今年は我が家の紅唐子と四海波の椿が一輪ずつしか咲いてくれなかった。
紅唐子。
四海波。
昨年は小さな鉢で3つも4つも咲いて喜んだのだが、土が古くなったのだろうか。
まあしばらくはこのまま花を楽しませてもらおう。
並行して読んでいた文藝別冊『花森安治』と岡崎武志『古本道入門』中公新書ラクレが読了。
岡崎さんはいつもながら読者を引き付けるのがうまい。
私にとって特に目新しいことが書かれている訳ではないのだが、するする読ませていく。
第5章の「全国8大おすすめ古書町」に北陸の金沢が入っており、昨年訪れた
「南陽堂書店」が
《泉鏡花記念館近くにある「南陽堂書店も古い。薄暗い店内に、全体に黒っぽい本が、いったいいつからなのか、じっと旅人を待つように並ぶ。》と書かれている。
うまいこと書くものだなあと、ちょっと笑いがもれる。
第8章の「古本を売る、店主になる」の「団塊の世代の開業に期待する」では、
《私は、2010年代にネット兼業で店売りもする古本屋は増えていくと考えている。その根拠は、ごぞんじ、団塊の世代の大量リタイア問題にある。~ここで大切なのは、彼らが本や雑誌がいちばん売れた時代を支える「活字世代」だったこと。年輩の古書店主たちが「いまの学生はホンを読まない。昔はもっと」と嘆く対象はここを指している。~教養主義はまだデンと居座り、理論武装のため、とにかくみんなよく本を読んだ。》
そんなおじさん、おばさんたちはリタイア後「古本屋」という職業に憧れると分析している。

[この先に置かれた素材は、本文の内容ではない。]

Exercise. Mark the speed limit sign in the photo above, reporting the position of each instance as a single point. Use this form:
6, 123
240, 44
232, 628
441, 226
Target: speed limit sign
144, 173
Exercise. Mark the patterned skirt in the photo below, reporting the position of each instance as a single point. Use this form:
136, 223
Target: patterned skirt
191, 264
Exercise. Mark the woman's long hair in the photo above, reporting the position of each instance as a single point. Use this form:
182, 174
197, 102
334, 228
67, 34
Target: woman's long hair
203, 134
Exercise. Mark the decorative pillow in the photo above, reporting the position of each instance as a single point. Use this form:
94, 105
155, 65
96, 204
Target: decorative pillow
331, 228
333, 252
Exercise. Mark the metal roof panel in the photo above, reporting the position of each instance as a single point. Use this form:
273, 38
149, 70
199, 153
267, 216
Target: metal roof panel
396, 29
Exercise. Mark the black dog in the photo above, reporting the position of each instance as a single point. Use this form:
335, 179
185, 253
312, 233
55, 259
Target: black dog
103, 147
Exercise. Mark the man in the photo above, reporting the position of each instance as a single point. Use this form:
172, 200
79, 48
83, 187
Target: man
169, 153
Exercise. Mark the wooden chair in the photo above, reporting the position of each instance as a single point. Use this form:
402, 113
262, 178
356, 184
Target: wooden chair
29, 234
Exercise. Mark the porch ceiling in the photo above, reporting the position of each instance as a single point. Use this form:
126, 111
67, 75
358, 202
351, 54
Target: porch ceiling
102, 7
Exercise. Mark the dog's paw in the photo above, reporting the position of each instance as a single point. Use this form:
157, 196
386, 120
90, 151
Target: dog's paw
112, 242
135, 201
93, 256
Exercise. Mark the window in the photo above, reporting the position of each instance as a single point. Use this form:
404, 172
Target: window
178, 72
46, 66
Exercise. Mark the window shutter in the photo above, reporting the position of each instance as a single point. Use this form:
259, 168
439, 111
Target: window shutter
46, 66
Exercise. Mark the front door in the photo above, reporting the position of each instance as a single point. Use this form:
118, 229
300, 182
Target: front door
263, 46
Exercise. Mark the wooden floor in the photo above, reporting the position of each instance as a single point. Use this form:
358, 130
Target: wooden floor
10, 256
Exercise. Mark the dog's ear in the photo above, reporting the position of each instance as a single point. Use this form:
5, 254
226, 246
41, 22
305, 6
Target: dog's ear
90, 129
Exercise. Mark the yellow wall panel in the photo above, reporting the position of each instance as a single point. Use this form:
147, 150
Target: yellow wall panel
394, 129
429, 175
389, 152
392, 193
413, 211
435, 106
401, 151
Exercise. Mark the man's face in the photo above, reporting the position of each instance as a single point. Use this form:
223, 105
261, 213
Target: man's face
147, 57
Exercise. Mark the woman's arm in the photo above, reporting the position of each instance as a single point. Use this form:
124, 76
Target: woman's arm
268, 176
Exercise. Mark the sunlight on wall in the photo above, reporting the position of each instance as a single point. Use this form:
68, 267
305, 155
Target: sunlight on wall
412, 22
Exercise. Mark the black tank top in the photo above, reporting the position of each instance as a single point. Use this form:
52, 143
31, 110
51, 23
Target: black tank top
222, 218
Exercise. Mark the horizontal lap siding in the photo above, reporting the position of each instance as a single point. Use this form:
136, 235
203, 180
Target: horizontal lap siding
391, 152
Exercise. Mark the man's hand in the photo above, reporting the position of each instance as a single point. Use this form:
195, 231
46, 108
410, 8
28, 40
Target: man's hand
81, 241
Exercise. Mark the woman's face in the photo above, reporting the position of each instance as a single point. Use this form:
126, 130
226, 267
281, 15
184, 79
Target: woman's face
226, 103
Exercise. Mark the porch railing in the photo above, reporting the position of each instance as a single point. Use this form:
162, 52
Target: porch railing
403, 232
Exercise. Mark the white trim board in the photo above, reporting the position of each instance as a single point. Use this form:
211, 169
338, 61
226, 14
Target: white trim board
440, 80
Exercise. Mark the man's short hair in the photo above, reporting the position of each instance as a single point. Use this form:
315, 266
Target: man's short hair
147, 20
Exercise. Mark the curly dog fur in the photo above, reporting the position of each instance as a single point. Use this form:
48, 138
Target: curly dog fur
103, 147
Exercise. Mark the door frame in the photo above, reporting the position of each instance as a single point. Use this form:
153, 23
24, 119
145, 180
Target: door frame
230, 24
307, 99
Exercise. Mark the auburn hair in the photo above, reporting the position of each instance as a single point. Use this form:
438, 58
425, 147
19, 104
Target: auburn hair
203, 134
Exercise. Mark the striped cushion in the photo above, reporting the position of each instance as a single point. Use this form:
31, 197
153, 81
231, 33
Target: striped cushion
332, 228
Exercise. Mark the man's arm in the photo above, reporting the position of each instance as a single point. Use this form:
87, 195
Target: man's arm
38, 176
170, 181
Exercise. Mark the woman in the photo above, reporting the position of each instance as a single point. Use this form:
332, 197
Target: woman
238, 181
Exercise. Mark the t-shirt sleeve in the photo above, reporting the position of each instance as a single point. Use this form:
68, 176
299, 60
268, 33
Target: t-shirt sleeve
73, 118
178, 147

今2012年になったが、彼の指摘は当たっただろうか。
私に関して言えば大当たりである。
文藝別冊『花森安治』は「暮らしの手帖」の編集長としてかすかに知っていた花森安治の解説書としてとてもわかりやすい。
私自身はあまり「暮らしの手帖」自身に興味も関心も薄かったが、花森安治という人物とその時代についての読み物としては面白く読めた。